Trump reaches out to tech industry executives to foster his job creation agenda as the new president.
As we reported yesterday, a great deal of apprehension surrounded the meeting called by President-elect Donald Trump and leaders of the tech industry at Trump Tower in New York, but from all reports, everything went well.
In fact, despite predictions that Trump was going to be anti-tech, he told the group “I’m here to help,” according to an article in The New York Times.
Most of the executives left the meeting without commenting, but inside sources said Trump discussed items on his political agenda, such as vocational education and trade agreements with China and other nations. Reportedly, the president-elect asked the industry leaders if they could use their resources to help the administration identify and rid the governmental agencies of wasteful spending as well.
The meeting, which lasted for over 90 minutes, also included Peter Thiel of Trump’s transition team, along with family members, Donald Jr., Ivanka, and Eric. To the delight of the crowd, Trump said he wouldn’t say how many others had asked to attend the meeting.

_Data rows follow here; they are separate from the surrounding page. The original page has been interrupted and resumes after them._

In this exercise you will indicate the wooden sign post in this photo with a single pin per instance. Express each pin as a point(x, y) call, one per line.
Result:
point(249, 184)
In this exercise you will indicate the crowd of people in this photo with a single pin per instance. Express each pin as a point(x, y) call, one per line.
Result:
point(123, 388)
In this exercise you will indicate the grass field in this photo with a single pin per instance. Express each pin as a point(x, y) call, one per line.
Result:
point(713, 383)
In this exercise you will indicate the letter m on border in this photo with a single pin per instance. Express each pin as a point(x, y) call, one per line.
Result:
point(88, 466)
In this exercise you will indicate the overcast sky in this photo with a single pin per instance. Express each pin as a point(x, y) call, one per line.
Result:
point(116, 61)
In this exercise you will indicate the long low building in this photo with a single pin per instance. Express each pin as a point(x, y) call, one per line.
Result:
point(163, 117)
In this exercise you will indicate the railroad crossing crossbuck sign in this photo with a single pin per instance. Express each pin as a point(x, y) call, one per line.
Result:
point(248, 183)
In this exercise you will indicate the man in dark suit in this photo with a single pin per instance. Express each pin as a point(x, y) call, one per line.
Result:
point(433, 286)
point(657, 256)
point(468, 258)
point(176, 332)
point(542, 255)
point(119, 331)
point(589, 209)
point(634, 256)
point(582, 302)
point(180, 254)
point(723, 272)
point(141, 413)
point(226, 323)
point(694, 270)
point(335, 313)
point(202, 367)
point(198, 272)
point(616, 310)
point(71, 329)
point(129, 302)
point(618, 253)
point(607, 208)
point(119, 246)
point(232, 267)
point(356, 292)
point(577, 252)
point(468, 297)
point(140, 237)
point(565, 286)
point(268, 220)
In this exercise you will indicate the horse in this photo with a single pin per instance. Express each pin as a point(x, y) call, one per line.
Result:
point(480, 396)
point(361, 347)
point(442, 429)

There was a great deal of concern throughout the tech sector after Trump won the November election, and some argued the industry executives should boycott the meeting in protest of Trump’s values, but others saw it as an opportunity to express their own values and opinions to the incoming President.
Still others have resigned themselves to the fact that Trump will be the President for at least the next four years, and they will have to make the best of it, hoping to compromise and still maintain their core values.
Jeff Bezos of Amazon released a statement later calling the meeting “very productive,” and added, “I shared the view that the administration should make innovation one of its key pillars, which would create a huge number of jobs across the whole country, in all sectors, not just tech — agriculture, infrastructure, manufacturing — everywhere.”
It appears also there will be quarterly meetings, organized by Jared Kushner, Trump’s son-in-law and one of his advisers, that will bring together smaller groups of tech professionals, focusing primarily on immigration and education issues.